Strategy for adding referenced files to an artifact

We are new to WandB and working out best-practices for using referenced-artifacts.
We have an S3 bucket were we keep our data corpus, so that it can be shared between machines.
We want to use WandB to track these files and to use it to download/synchronize copies of the datasets to local machines.
There seem to be two ways to add files to an artifact:

  1. By-Group: Create the file locally and put it to S3. Repeat with all other data files until done. Then use the artifact.add_reference() command and point it to the S3 prefix/directory for the files. This will add the directory and its files to the artifact.
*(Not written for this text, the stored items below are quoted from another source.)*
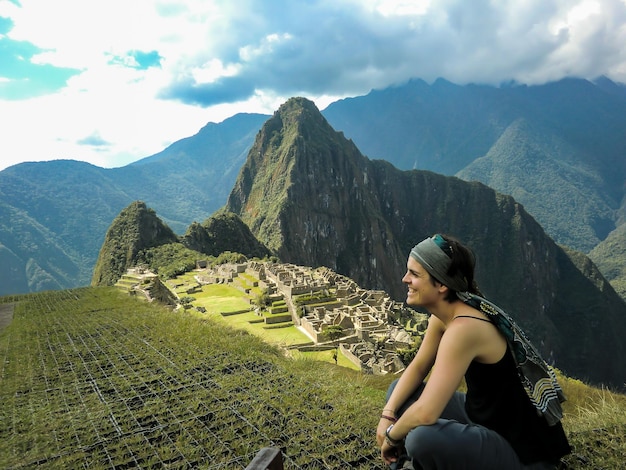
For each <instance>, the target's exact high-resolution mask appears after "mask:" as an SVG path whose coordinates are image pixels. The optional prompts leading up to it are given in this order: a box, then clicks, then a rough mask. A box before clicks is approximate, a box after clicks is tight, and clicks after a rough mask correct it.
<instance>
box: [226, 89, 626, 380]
mask: <svg viewBox="0 0 626 470" xmlns="http://www.w3.org/2000/svg"><path fill="white" fill-rule="evenodd" d="M226 209H227V210H229V211H232V212H234V213H236V214H238V215H239V216H240V217H241V219H242V220H243V221H244V222H245V223H246V224H247V225H248V226H250V228H251V230H252V232H253V233H254V235H255V236H256V237H257V238H258V239H259V240H260V241H261V242H262V243H264V244H265V245H266V246H268V247H270V248H271V249H272V250H273V251H274V252H275V254H276V255H277V256H278V257H280V259H281V260H282V261H283V262H289V263H295V264H300V265H308V266H313V267H316V266H327V267H329V268H331V269H333V270H334V271H336V272H338V273H340V274H343V275H346V276H348V277H350V278H352V279H354V280H355V281H356V282H357V283H358V284H359V285H361V286H364V287H366V288H369V289H383V290H386V291H387V292H389V293H391V294H392V295H393V296H394V297H396V298H397V299H402V298H403V297H404V296H405V295H406V293H405V288H404V286H402V284H401V282H400V278H401V276H402V273H403V272H404V270H405V269H406V268H405V263H406V258H407V255H408V252H409V251H410V249H411V247H412V246H413V245H414V244H415V243H417V242H419V241H421V240H422V239H423V238H424V237H426V236H428V235H430V234H432V233H434V232H444V233H448V234H451V235H454V236H457V237H458V238H460V239H461V240H464V241H465V242H467V243H468V244H469V245H470V246H471V247H472V248H473V249H474V250H475V251H476V254H477V258H478V273H477V274H478V280H479V283H480V284H481V288H482V290H483V291H484V292H485V293H486V294H487V296H488V297H489V298H491V299H492V300H494V301H495V302H496V303H498V304H500V305H501V306H502V307H503V308H505V309H506V310H508V311H509V312H511V314H513V315H514V316H515V317H516V318H517V319H518V320H519V322H520V323H521V324H522V326H523V327H524V328H525V330H526V331H527V332H528V333H529V335H530V336H531V338H533V340H534V341H535V342H536V343H537V344H539V345H540V349H541V350H542V352H543V353H544V355H546V356H547V357H550V358H551V359H553V360H554V361H555V362H556V364H557V365H558V366H559V367H561V368H563V369H564V370H565V371H566V373H567V374H568V375H572V376H575V377H580V378H585V379H589V380H591V381H595V382H604V383H610V384H613V385H614V386H622V385H623V371H624V370H625V367H626V362H625V361H624V360H622V359H618V358H622V357H624V356H623V355H624V353H625V352H626V350H625V349H626V348H625V345H624V342H623V341H621V338H622V337H623V335H624V334H626V322H625V321H624V320H625V319H626V303H624V301H623V300H622V299H620V297H619V296H618V295H617V294H616V293H615V291H614V290H613V289H612V288H611V286H610V285H609V283H608V282H607V281H606V280H605V279H604V278H603V277H602V275H601V274H600V272H599V271H598V269H597V268H596V267H595V265H594V264H593V263H592V262H591V260H590V259H589V258H587V257H586V256H585V255H584V254H582V253H580V252H577V251H573V250H567V251H565V250H564V249H563V248H561V247H560V246H558V245H557V244H556V243H554V241H553V240H552V239H551V238H550V237H549V236H548V235H547V234H546V233H545V232H544V230H543V229H542V228H541V226H540V225H539V224H538V223H537V222H536V221H535V220H534V219H533V217H531V216H530V215H529V214H528V213H527V212H526V211H525V210H524V208H523V207H522V206H521V205H520V204H519V203H517V202H516V201H515V200H514V199H513V198H512V197H510V196H506V195H503V194H500V193H498V192H496V191H494V190H493V189H491V188H489V187H487V186H485V185H484V184H482V183H478V182H466V181H463V180H461V179H458V178H455V177H446V176H442V175H438V174H435V173H432V172H428V171H419V170H411V171H402V170H398V169H396V168H395V167H393V166H392V165H391V164H390V163H388V162H385V161H381V160H369V159H367V158H366V157H364V156H363V155H362V154H361V153H360V152H359V151H358V149H357V148H356V147H355V145H354V143H353V142H351V141H349V140H347V139H346V138H345V137H344V136H343V134H342V133H340V132H336V131H335V130H334V129H333V128H332V127H331V126H330V125H329V123H328V122H327V121H326V119H325V118H324V117H323V116H322V115H321V114H320V113H319V111H318V110H317V108H316V107H315V105H314V104H313V103H312V102H310V101H308V100H306V99H303V98H292V99H290V100H289V101H288V102H287V103H285V104H284V105H283V106H281V107H280V109H279V110H278V111H277V112H276V113H275V114H274V116H273V117H272V118H271V119H270V120H268V121H267V123H266V124H265V125H264V126H263V128H262V130H261V131H260V132H259V134H258V136H257V139H256V141H255V143H254V145H253V146H252V149H251V151H250V153H249V155H248V160H247V161H246V163H245V164H244V166H243V167H242V169H241V172H240V174H239V177H238V179H237V182H236V184H235V186H234V188H233V191H232V192H231V194H230V196H229V199H228V203H227V205H226ZM607 357H610V358H612V360H611V361H607V360H606V358H607Z"/></svg>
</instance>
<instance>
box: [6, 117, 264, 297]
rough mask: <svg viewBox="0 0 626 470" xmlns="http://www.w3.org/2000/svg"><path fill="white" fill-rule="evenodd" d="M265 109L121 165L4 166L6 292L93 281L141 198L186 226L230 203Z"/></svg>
mask: <svg viewBox="0 0 626 470" xmlns="http://www.w3.org/2000/svg"><path fill="white" fill-rule="evenodd" d="M265 119H267V117H266V116H262V115H255V114H240V115H236V116H233V117H232V118H230V119H227V120H226V121H224V122H222V123H220V124H213V123H210V124H207V126H205V127H204V128H203V129H202V130H200V131H199V132H198V133H197V134H196V135H194V136H193V137H189V138H187V139H183V140H181V141H179V142H176V143H174V144H172V145H171V146H170V147H168V148H167V149H165V150H163V151H162V152H160V153H158V154H156V155H153V156H152V157H148V158H145V159H143V160H140V161H139V162H136V163H135V164H133V165H128V166H125V167H122V168H114V169H104V168H99V167H96V166H93V165H90V164H87V163H83V162H77V161H73V160H56V161H51V162H40V163H23V164H19V165H15V166H12V167H10V168H6V169H5V170H3V171H1V172H0V281H1V282H0V295H6V294H11V293H23V292H34V291H41V290H48V289H65V288H71V287H76V286H85V285H89V283H90V281H91V279H92V275H93V271H94V266H95V264H96V260H97V258H98V252H99V250H100V247H101V246H102V243H103V240H104V237H105V234H106V231H107V228H108V227H109V226H110V225H111V223H112V221H113V219H114V218H115V217H116V216H117V215H118V214H119V213H120V211H121V210H122V209H123V208H124V207H126V206H128V205H129V204H131V203H132V202H133V201H137V200H142V201H146V203H147V204H148V205H149V206H150V207H154V208H155V210H158V212H159V216H160V217H161V218H163V220H164V221H165V222H166V223H167V224H168V225H169V226H170V227H172V229H173V230H175V231H176V232H178V233H183V232H184V231H185V229H186V228H187V226H188V225H189V224H190V223H191V222H192V221H194V220H198V221H202V220H205V219H206V218H207V217H208V216H209V215H210V214H212V213H213V212H214V211H215V210H217V209H218V208H219V207H221V206H222V205H224V202H225V201H226V198H227V196H228V192H229V191H230V190H231V188H232V184H233V182H234V180H235V178H236V176H237V172H238V171H239V168H240V167H241V165H242V164H243V162H244V161H245V158H246V154H247V150H248V149H249V147H250V145H251V143H252V140H253V139H254V136H255V134H256V133H257V132H258V129H259V127H260V126H261V124H262V123H263V121H265Z"/></svg>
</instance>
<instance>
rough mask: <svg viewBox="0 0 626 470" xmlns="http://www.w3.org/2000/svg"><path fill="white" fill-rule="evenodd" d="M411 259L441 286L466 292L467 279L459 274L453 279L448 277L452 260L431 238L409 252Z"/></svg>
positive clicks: (438, 245)
mask: <svg viewBox="0 0 626 470" xmlns="http://www.w3.org/2000/svg"><path fill="white" fill-rule="evenodd" d="M411 257H412V258H414V259H415V260H416V261H417V262H418V263H419V264H421V265H422V267H423V268H424V269H425V270H426V271H428V274H430V275H431V276H432V277H434V278H435V279H437V280H438V281H439V282H441V283H442V284H443V285H445V286H448V287H449V288H450V289H452V290H455V291H457V292H465V291H467V289H468V286H467V279H465V277H464V276H463V275H462V274H461V273H457V275H456V276H454V277H450V276H448V269H449V268H450V264H451V263H452V260H451V259H450V257H449V256H448V255H446V253H445V252H444V251H443V250H442V249H441V248H440V247H439V245H437V243H436V242H435V240H433V239H432V238H427V239H426V240H423V241H421V242H419V243H418V244H417V245H415V246H414V247H413V249H412V250H411Z"/></svg>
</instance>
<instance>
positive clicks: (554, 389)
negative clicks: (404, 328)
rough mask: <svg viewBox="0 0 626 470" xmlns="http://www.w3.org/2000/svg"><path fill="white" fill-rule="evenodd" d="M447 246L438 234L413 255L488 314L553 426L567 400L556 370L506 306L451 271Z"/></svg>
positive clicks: (444, 282)
mask: <svg viewBox="0 0 626 470" xmlns="http://www.w3.org/2000/svg"><path fill="white" fill-rule="evenodd" d="M446 249H448V250H450V247H449V246H448V244H447V242H446V241H445V240H444V239H443V237H442V236H441V235H438V234H437V235H434V236H433V237H432V238H427V239H425V240H423V241H422V242H420V243H418V244H417V245H415V247H414V248H413V249H412V250H411V254H410V255H411V257H413V258H415V259H416V260H417V261H418V262H419V263H420V264H421V265H422V267H423V268H424V269H425V270H426V271H427V272H428V273H429V274H430V275H431V276H432V277H434V278H435V279H437V280H438V281H439V282H441V283H442V284H444V285H445V286H448V287H449V288H450V289H452V290H454V291H456V295H457V297H458V298H459V299H460V300H461V301H462V302H464V303H465V304H467V305H469V306H470V307H473V308H475V309H476V310H478V311H480V312H483V313H485V314H486V315H487V318H489V319H490V320H491V322H492V323H493V324H494V325H495V326H496V328H498V331H500V333H502V335H503V336H504V337H505V339H506V341H507V343H508V345H509V349H510V350H511V353H512V354H513V358H514V360H515V364H516V366H517V372H518V375H519V378H520V380H521V381H522V385H523V386H524V390H525V391H526V393H527V395H528V398H530V401H531V402H532V404H533V405H534V406H535V408H536V409H537V412H538V414H540V415H542V416H544V417H545V419H546V421H547V422H548V424H549V425H550V426H553V425H555V424H556V423H558V422H559V421H560V420H561V418H562V417H563V410H562V409H561V403H562V402H564V401H565V395H564V394H563V391H562V390H561V387H560V386H559V384H558V382H557V380H556V376H555V374H554V371H553V370H552V368H551V367H550V366H549V365H548V364H547V363H546V362H545V361H544V360H543V359H542V357H541V355H540V354H539V352H538V351H537V350H536V349H535V347H534V346H533V344H532V343H531V342H530V341H529V340H528V338H527V337H526V335H525V334H524V332H523V331H522V329H521V328H520V327H519V326H517V324H516V323H515V321H513V319H512V318H511V317H510V316H509V315H508V314H507V313H506V312H505V311H504V310H502V309H501V308H500V307H498V306H497V305H495V304H493V303H491V302H490V301H488V300H486V299H484V298H482V297H480V296H478V295H475V294H471V293H469V292H467V290H468V288H469V286H468V283H467V279H465V277H463V276H462V275H461V274H460V273H457V274H456V275H455V276H449V275H448V268H449V267H450V264H451V262H452V260H451V258H450V256H449V255H448V254H446V252H445V250H446Z"/></svg>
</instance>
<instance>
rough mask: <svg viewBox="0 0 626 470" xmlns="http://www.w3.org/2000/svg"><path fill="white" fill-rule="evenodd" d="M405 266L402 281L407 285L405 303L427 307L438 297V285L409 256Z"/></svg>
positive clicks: (437, 300) (425, 272) (424, 269)
mask: <svg viewBox="0 0 626 470" xmlns="http://www.w3.org/2000/svg"><path fill="white" fill-rule="evenodd" d="M406 268H407V271H406V274H405V275H404V277H403V278H402V282H404V283H405V284H406V286H407V287H408V292H407V296H406V303H407V305H411V306H414V307H425V308H428V306H429V305H432V304H433V303H434V302H436V301H438V300H439V299H440V292H439V288H440V286H438V285H435V284H433V282H432V280H431V277H430V274H428V272H427V271H426V270H425V269H424V268H423V267H422V265H421V264H420V263H419V262H418V261H417V260H415V259H414V258H413V257H411V256H409V259H408V260H407V263H406Z"/></svg>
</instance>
The artifact will report that only a single “file” exists (since we only added the directory) – which I think is weird, by the way – but all the files seem to be there.
  2. One-by-one: create the file locally, put it to S3 and immediately add the S3 file to the artifact. Repeat until all files are done and then close the artifact and the run. The artifact will now properly note that n-files have been added.

The real question is, when I later execute a download(root=my-local-path) operation, will I be able to cleanly load the files from the artifact to my local directory. That is, without having to fight a path mismatch between the S3 paths and my local paths.
That is, if the S3 path is: /really/deep/s3/path/to/my/dataset/files
And my local path is: /Users/user/
Can the files end up here: /Users/user/dataset/files

Thank you,

Hi @kevinashaw , when downloading the Artifact, set the argument recursive= Trueand define your root directory to download Artifacts to. The artifacts will download cleanly.
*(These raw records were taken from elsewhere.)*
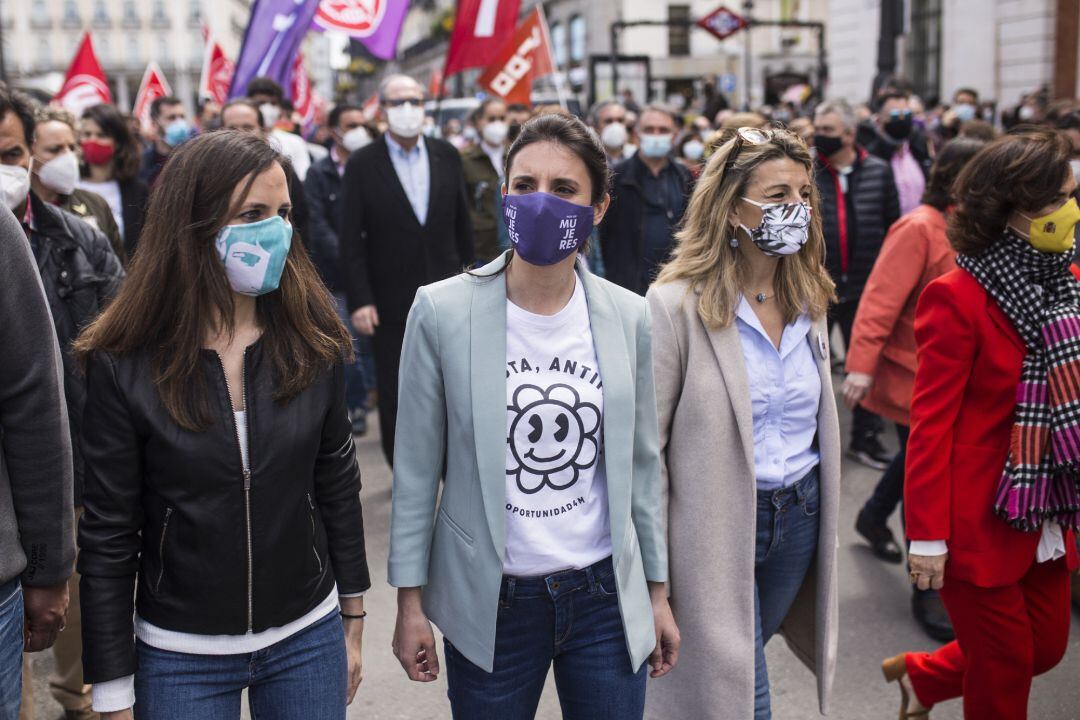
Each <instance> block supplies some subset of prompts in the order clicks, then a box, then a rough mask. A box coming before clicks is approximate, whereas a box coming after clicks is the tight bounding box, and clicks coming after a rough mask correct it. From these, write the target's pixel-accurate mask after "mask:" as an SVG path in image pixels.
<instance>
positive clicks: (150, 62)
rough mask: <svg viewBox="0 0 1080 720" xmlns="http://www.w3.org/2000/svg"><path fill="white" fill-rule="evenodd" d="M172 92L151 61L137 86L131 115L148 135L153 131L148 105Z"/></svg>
mask: <svg viewBox="0 0 1080 720" xmlns="http://www.w3.org/2000/svg"><path fill="white" fill-rule="evenodd" d="M172 94H173V91H172V90H171V89H170V86H168V81H167V80H165V76H164V74H163V73H162V71H161V68H159V67H158V64H157V63H154V62H153V60H150V64H149V65H147V66H146V72H144V73H143V82H140V83H139V85H138V94H137V95H136V96H135V107H133V108H132V114H133V116H135V117H136V118H138V121H139V123H141V125H143V131H144V132H147V133H149V132H150V131H152V130H153V121H152V120H150V105H152V104H153V101H154V100H156V99H158V98H159V97H165V96H166V95H172Z"/></svg>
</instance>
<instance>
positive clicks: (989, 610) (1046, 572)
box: [906, 558, 1070, 720]
mask: <svg viewBox="0 0 1080 720" xmlns="http://www.w3.org/2000/svg"><path fill="white" fill-rule="evenodd" d="M942 600H944V601H945V609H946V610H948V615H949V620H951V621H953V628H954V629H955V630H956V640H955V641H954V642H950V643H948V644H946V646H944V647H942V648H941V649H939V650H937V651H936V652H933V653H908V654H907V656H906V662H907V674H908V676H909V677H910V679H912V687H913V688H914V689H915V694H916V696H917V697H918V698H919V702H920V703H922V705H926V706H927V707H930V706H932V705H934V704H936V703H941V702H943V701H946V699H950V698H953V697H959V696H961V695H962V696H963V717H964V718H967V719H968V720H1025V719H1026V718H1027V698H1028V695H1029V694H1030V692H1031V678H1034V677H1035V676H1036V675H1041V674H1043V673H1045V671H1047V670H1049V669H1051V668H1052V667H1054V666H1055V665H1057V663H1058V662H1061V660H1062V657H1064V656H1065V650H1066V647H1067V646H1068V640H1069V621H1070V616H1069V571H1068V569H1067V568H1066V566H1065V559H1064V558H1063V559H1059V560H1055V561H1053V562H1042V563H1032V566H1031V568H1030V569H1029V570H1028V571H1027V574H1025V575H1024V576H1023V578H1022V579H1021V581H1020V582H1018V583H1016V584H1014V585H1005V586H1003V587H976V586H975V585H972V584H970V583H964V582H961V581H959V580H955V579H951V578H946V580H945V586H944V587H943V588H942Z"/></svg>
Hi @kevinashaw, since we have not heard back from you we are going to close this request. If you would like to re-open the conversation, please let us know!

@mohammadbakir Thank you for the response. However my core question still stands. What sets the base path or root path for a given file. If I add the files one by one how does it know the root path of the file?
For example:
If the S3 path for a file is: /really/deep/s3/path/to/my/dataset/files/my_file
And my local path is: /Users/user/
Do the files end up here: /Users/user/dataset/files/my_file
Or do I get: /Users/user/really/deep/s3/path/to/my/dataset/files/my_file

How do I control this?

@mohammadbakir Do you have any thoughts on this? Thank you.

This topic was automatically closed 60 days after the last reply. New replies are no longer allowed.